Will con Michele Zarrillo molto democristiani;
Olly e Cuccarini assolutamente di destra sia per l’arrangiamento che per le posizioni della Cuccarini medesima;
Sarkozy dietro le quinte mentre Carla Bruni canta, momento assolutamente di destra;
Modà e Vibrazioni che ogni volta credono di fare il fottutto rock and roll ma sono in bilico tra amarezza e tenerezza tanto da sembrare una perfetta rappresentazione del compromesso storico.

In realtà tutta la serata è una grande alternanza fra destra e sinistra, cover e karaoke, concertone di piazza San Giovanni e Festa dell’Unità di Cinisello Balsamo, si susseguono sul palco i più grandi nomi della musica italiana come se non ci fosse un domani. Ma sono tre i momenti – oltre ovviamente al sempre tanto atteso momento “Beverly Inps” con il premio alla carriera a Peppino di Capri – che interrompono la routine da juke box sulla spiaggia:
Elisa e Giorgia di sinistra quanto basta, ma eccezionalmente brave;
Marco Mengoni accompagnato dal coro gospel decisamente di sinistra, da far venire i brividi;
e il Grigna con Arisa molto, molto punk, pure troppo.

Per quel che mi riguarda dopo l'esibizione di Grignani e Arisa si poteva chiudere festival e internet:
probabilmente avranno provato anche due se non addirittura tre minuti prima di cominciare, si lanciano sul palco come due funamboli che camminano ubriachi sul filo senza alcune rete e il pubblico dell’Ariston li guarda pressappoco con la stessa espressione che avrebbe se fossero davvero in bilico fra capolavoro e disastro, fra la vita e la morte o meglio fra destinazione oblio e destinazione paradiso. Hanno dato tutto quello che avevano: i loro corpi, il loro tempo, le loro debolezze, la loro umanità, tutto il loro cuore ma non vinceranno. Ed è la dolorosissima perfetta rappresentazione dell’elettorato del PD in Italia.
Per quel che mi riguarda il festival si è fermato lì, in quella frase:
“Abbiamo fatto un casino Gianluca!”
“E chi cazz… paraaaaadiiiisoooo”
Tutto il resto è noia e non ho detto gioia.

Nota a parte: Elodie.
Può fare quello che vuole e lo fa benissimo, e in più riceve plausi unanimi e approvazione: sostanzialmente quello che succede in Italia ogni volta che vince la sinistra di un altro paese all’estero. E comunque una mattina nel 2017 ero sul pulmino di rientro dell’aeroporto di Linate e c’era anche lei. Ci siamo guardati per due secondi e mezzo. Non lo dimenticherò mai.
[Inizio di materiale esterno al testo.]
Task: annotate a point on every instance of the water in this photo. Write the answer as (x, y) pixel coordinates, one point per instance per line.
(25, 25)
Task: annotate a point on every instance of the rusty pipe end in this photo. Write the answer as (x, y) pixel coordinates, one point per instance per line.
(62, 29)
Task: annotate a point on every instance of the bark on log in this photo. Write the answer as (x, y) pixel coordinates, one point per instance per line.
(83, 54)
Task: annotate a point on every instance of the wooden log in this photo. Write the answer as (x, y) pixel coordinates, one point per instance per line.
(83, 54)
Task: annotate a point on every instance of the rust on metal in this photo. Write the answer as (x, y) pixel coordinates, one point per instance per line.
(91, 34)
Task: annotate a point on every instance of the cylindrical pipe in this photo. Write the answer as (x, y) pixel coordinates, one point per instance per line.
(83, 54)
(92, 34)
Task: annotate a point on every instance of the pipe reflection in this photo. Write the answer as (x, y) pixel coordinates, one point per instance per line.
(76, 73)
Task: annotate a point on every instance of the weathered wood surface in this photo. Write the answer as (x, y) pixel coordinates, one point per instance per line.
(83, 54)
La quarta puntata del festival della canzone Italiana è la perfetta rappresentazione dell'Italia di oggi: foibe e karaoke. Un mare di canzonette mentre fuori c'è l'inferno. Si parla di temi a macrotemi ma tutti e tutte fingono che là fuori non ci sia una terza guerra mondiale in agguato né guerre dovunque: si va avanti perché the show must go on. Pare che nessuno voglia ricordare che la pace sia l'unica soluzione possibile, nessuno tranne il Grigna ovviamente.

A domani, per la finale, anche se poi, tanto, alla fine si muore tutti democristiani.